Diese Blätter färben sich schon gelb, als wäre es längst Herbst. Der Wind, der Mistral heißt, bläst durch den Baum, und die Sonne wandert immer weiter und durchlöchert den Schatten, und immer ist hier etwas in Bewegung, nie kehrt Ruhe ein.
»Mélodie«, sagt eine Stimme. »Ist alles in Ordnung? Magst du dein Sandwich nicht?«
Mélodie dreht sich um zu Mademoiselle Jeanne Viala, ihrer Lehrerin, die wenige Schritte entfernt auf einer Decke im Gras sitzt. Einige der kleineren Kinder hocken in ihrer Nähe, und alle futtern brav ihre Baguettes.
»Ich habe keinen Hunger«, sagt Mélodie.
»Wir hatten einen langen Vormittag«, sagt Mademoiselle Viala. »Versuch wenigstens ein paar Bissen.«
Mélodie schüttelt den Kopf. Manchmal ist es schwierig zu sprechen. Manchmal ist man wie ein Insekt, das keine Stimme hat, sondern Körperteile aneinanderreiben muss. Und um einen herum bläst immerzu der Mistral, und immerzu fallen Herbstblätter, obwohl es doch Hochsommer ist.
»Komm und setz dich zu uns«, sagt Mademoiselle Viala. »Wir trinken jetzt alle etwas Wasser.«
Die Lehrerin befiehlt einem der Jungen, Jo-Jo (er gehört zu denen, die Mélodie ärgern und hänseln und ihren schicken Pariser Akzent nachäffen), ihr die Picknicktasche zu reichen. Mélodie steht auf und lässt ihr Sandwich im Gras liegen, und Mademoiselle Viala zeigt mit der Hand neben sich, und Mélodie setzt sich dort neben die Lehrerin, die sie eigentlich mag, die aber heute Morgen Mélodie verraten hat … ja, verraten, … weil sie Mélodie gezwungen hat, Dinge zu sehen, die sie gar nicht sehen wollte …
Mademoiselle Viala trägt eine weiße Leinenbluse, Jeans und weiße Segelschuhe. Ihre Arme sind weich und braungebrannt, und ihr Lippenstift ist leuchtend rot. Sie hätte gut aus Paris sein können. Sie holt eine kleine Flasche Evian aus der unhandlichen Tasche und reicht sie Mélodie.
»Hier«, sagt sie. »Für dich.«
Mélodie presst die kühle Flasche gegen ihre Wange. Sie sieht, dass Jo-Jo sie anstarrt. Diese gemeinen Jungen können völlig unschuldig gucken, so unschuldig, als wüssten sie ihren eigenen Namen nicht.

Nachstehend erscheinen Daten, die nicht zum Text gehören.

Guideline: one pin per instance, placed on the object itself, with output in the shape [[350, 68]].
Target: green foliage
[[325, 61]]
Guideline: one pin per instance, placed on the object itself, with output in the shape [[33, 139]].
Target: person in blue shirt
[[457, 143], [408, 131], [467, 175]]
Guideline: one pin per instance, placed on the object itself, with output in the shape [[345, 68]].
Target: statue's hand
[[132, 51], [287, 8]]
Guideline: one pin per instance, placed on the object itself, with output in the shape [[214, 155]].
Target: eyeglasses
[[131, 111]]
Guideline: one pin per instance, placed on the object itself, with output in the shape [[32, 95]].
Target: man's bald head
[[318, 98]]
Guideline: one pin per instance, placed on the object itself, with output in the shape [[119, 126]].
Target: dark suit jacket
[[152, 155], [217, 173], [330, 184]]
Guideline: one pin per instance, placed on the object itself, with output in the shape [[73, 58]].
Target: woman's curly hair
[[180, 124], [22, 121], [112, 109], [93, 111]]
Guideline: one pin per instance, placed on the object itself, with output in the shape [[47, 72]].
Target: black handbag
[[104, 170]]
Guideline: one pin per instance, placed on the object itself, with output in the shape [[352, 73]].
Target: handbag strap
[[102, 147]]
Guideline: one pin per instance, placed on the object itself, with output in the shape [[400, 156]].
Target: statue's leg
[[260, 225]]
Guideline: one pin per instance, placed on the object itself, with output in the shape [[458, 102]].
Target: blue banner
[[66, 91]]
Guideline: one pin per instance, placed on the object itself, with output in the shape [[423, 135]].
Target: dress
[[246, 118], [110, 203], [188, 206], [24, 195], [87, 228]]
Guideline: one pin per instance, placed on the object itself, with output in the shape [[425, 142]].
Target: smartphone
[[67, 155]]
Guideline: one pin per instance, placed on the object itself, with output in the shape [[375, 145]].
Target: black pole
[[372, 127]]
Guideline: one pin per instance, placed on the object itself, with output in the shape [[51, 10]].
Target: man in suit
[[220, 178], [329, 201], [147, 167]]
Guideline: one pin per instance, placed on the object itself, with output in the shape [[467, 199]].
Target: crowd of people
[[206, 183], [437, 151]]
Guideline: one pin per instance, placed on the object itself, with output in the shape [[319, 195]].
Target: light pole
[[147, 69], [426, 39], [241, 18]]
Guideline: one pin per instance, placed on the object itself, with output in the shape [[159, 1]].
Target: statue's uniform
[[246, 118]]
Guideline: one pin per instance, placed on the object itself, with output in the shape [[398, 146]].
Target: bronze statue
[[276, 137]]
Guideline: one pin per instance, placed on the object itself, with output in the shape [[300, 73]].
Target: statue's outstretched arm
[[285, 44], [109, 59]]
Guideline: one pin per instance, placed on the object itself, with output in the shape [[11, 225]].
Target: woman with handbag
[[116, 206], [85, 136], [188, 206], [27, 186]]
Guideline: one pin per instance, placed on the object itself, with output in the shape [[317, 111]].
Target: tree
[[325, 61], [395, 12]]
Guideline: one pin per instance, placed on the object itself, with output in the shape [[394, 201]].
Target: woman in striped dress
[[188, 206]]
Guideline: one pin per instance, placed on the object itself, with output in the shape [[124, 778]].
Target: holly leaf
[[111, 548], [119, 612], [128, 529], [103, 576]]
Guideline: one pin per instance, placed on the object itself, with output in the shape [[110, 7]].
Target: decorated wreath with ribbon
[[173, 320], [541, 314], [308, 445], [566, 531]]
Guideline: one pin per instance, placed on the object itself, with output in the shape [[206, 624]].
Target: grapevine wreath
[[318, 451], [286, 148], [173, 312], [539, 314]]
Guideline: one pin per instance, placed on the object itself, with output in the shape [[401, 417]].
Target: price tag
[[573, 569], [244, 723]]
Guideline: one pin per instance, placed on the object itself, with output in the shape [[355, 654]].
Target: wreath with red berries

»So«, sagte Jeanne Viala mit ihrer Lehrerinnenstimme, »ich bin mal gespannt, wer mir sagen kann, wie Seide hergestellt wird, nachdem wir nun alle die Ausstellung im Museum gesehen haben.«
Mélodie schaut weg, nach oben, zur Seite, in die Ferne zum hüpfenden Licht, zum unsichtbaren Wind … Um sie herum heben die Kinder ihre Arme, ganz wild darauf, Mademoiselle Viala zu erzählen, was sie wissen oder was sie, wie Mélodie argwöhnt, schon immer gewusst haben, weil sie ein Teil dieser Landschaft sind und hier geboren wurden.